CLOSED Call for Papers: Special Issue on Transformer Models in Vision
Share this on:
Submissions Due: 15 February 2022
Transformer models have recently demonstrated exemplary performance on a broad range of language tasks such as text classification, machine translation, and question answering. These breakthroughs in the natural language processing (NLP) domain have sparked great interest in the computer vision community to investigate these models for vision and multi-modal learning tasks. However, visual data follows a typical structure (such as spatial and temporal coherence), thus demanding novel network designs and training schemes. As a result, transformer models and their variants have been successfully used for image recognition, object detection, segmentation, image super-resolution, video understanding, image generation, text-image synthesis and visual question answering.
Among their salient benefits, transformers enable modeling long dependencies between input sequence elements and support parallel processing of sequences, as compared to recurrent networks such as long short-term memory (LSTM). Different from convolutional neural networks, transformers require minimal inductive biases for their design and are naturally suited as set-functions. Furthermore, the relatively straightforward design of transformers allows processing multiple modalities (such as images, videos, text, and speech) using similar processing blocks and demonstrates excellent scalability to very large capacity networks and huge datasets.
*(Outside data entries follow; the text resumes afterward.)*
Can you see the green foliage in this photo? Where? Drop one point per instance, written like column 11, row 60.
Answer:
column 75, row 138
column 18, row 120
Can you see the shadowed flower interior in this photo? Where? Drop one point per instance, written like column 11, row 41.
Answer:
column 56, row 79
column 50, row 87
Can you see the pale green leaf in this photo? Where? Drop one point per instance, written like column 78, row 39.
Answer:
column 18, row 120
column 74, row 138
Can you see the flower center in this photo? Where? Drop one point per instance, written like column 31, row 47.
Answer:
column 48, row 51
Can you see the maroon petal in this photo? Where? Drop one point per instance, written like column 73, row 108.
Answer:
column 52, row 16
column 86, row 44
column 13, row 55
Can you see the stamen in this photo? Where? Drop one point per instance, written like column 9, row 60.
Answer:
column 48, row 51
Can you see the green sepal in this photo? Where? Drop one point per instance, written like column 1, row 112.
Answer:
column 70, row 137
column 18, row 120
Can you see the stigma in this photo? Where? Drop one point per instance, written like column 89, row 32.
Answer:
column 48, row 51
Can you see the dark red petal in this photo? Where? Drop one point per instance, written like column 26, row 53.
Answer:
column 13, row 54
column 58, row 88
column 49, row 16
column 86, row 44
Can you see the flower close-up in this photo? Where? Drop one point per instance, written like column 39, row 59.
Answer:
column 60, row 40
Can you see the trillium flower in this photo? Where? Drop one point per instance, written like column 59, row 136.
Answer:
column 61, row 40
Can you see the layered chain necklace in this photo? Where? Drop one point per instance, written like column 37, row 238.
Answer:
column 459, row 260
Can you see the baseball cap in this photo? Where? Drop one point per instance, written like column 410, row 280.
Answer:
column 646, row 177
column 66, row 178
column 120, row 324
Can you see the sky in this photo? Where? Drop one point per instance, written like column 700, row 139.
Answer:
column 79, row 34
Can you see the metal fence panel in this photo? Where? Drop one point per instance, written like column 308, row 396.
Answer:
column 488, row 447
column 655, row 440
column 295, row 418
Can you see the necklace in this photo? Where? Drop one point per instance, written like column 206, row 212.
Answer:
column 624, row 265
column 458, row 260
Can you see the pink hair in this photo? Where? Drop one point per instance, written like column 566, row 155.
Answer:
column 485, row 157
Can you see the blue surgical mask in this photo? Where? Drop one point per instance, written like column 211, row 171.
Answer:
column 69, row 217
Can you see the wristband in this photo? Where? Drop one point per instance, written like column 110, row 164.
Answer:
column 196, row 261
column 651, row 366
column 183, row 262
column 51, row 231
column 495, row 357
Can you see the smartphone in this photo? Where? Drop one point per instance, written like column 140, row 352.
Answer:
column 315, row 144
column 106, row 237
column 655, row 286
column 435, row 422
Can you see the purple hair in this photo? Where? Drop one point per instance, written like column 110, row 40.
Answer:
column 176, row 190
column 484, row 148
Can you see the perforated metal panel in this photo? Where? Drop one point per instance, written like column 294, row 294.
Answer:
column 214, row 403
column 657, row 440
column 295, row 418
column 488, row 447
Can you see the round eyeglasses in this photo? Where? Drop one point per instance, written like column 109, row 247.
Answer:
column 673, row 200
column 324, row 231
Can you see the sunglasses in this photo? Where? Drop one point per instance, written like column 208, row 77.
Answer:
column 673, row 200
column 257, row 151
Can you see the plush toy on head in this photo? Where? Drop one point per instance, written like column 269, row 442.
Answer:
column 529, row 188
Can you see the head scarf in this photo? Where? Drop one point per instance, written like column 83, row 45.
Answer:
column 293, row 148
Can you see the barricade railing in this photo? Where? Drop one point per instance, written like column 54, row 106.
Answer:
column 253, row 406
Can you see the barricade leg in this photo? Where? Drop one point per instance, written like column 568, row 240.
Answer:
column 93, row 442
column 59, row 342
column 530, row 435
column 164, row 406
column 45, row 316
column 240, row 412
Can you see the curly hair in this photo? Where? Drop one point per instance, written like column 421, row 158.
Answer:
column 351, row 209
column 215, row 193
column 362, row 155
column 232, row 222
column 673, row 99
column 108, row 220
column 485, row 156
This special issue seeks original contributions towards advancing the theory, architecture, and algorithmic design for transformer models in computer vision, as well as novel applications and use cases. We envision original and well-motivated adaptations of transformer models for vision tasks and efforts towards improving their accuracy, robustness, and efficiency. The special issue will provide a timely collection of recent advances to benefit the researchers and practitioners working in the broad research field of computer vision, pattern analysis, and machine intelligence. Topics of interest include (but are not limited to):
Theoretical insights into transformer-based models
Efficient transformer architectures, including novel mechanisms for self-attention
Novel transformer models for spatial (image) and temporal (video) data modeling
Visualizing and interpreting transformer networks
Generative models for transformer networks
Hybrid network designs combining the strengths of transformer models with convolutional and graph-based models
Unsupervised, weakly supervised, and semi-supervised learning with transformer models
Multi-modal learning combining visual data with text, speech, and knowledge graphs
Leveraging multi-spectral data like satellite imagery and infrared images in transformer models for improved semantic understanding of visual content
Transformer-based designs for low-level vision problems such as image super- resolution, deblurring, de-raining, and denoising
Novel transformer-based methods for high-level vision problems such as object detection, segmentation, activity recognition, and pose estimation
Transformer models for volumetric, mesh, and point-cloud data processing in 3D and 4D data regimes
Open for submissions: 15 October 2021 Submissions due: 15 February 2022
Preliminary notification: 15 March 2022
Revisions due: 15 May 2022
Final notification: 30 June 2022
Publication (tentative): November 2022
For author information and guidelines on submission criteria, visit the Author Information page. Please submit papers through the ScholarOne system, and be sure to select the special-issue name. Manuscripts should not be published or currently submitted for publication elsewhere. Please submit only full papers intended for review, not abstracts, to the ScholarOne portal.